Bolehkah seorang dokter Muslim melakukan
pengembangan bayi tabung?
Pengembangan bayi tabung tidak dilarang dalam
islam asalkan penyatuan terjadi antara gen suami
dan istri. Kekhawatiran bahwa proses ini
mencampuri kehendak Allah sama sekali tidak
berdasar. Prosesnya sama dengan pembenihan
bibit tanaman dalam suatu kondisi yang
terkendali, kemudian dipindahkan ketempat yang
tepat ketika bibit tersebut telah cukup kuat untuk
tumbuh di tempat itu. Yang dikhawatirkan
bukanlah bahwa orang mencoba menyaingi
Allah dengan melakukan hal tersebut,
melainkan jika orang mencoba bersaing dengan
setan dan menyimpangkan sifat manusia. Islam
tidak mengizinkan penyatuan gen antara laki-laki
dan perempuan yang bukan suami istri karena itu
merupakan perzinaan.
Bolehkah seorang Dokter Muslim mekakukan
tindakan euthanasia?
Euthanasia merupakan suatu masalah yang
banyak menarik perhatian dan banyak
dibicarakan orang. Euthanasia (dari bahasa
Yunani, eu = baik, thanatos = mati) secara
etimologi berarti mati yang baik atau mati
yang tenang. Kemudian pengertian euthanasia
berkembang, karena adanya perbedaan titik

10
pandang dalam menjelaskan mati yang baik.
Akibatnya timbul berbagai definisi mengenai
euthanasia. Euthanasia banyak dilakukan sejak
jaman dahulu kala dan banyak memperoleh
dukungan tokoh-tokoh besar dalam sejarah.
Tetapi dalam agama terdapat beberapa pendapat
yang tidak membenarkan hal tersebut. Berdasar
bahwa Allah-lah yang menentukan kapan
seseorang harus mati.

Etika pasien terhadap dokter


Menurut pendapat Abu Bakar Al-Razi, bahwa
baik pasien maupun dokter harus memenuhi
etika.
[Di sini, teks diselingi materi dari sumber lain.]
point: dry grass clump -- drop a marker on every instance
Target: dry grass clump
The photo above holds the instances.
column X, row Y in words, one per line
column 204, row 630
Beliau menganjurkan pasien agar
mengikuti dangan ketat perintah dokter,
Menghormati dokter, dan
Menganggap dokter sebagai sahabat terbaiknya.
Pasien harus berhubungan langsung dengan
dokter dan
Tidak boleh merahasiakan penyakit yang
diderita.
Dan tentu akan lebih baik jika orang meminta
nasehat dokter tentang cara menjaga kesehatan
sebelum membutuhkan pengobatan. Bahwa
pencegahan lebih baik daripada pengobatan
merupakan sebuah prinsip yang dianjurkan oleh
semua dokter, termasuk para dokter Muslim.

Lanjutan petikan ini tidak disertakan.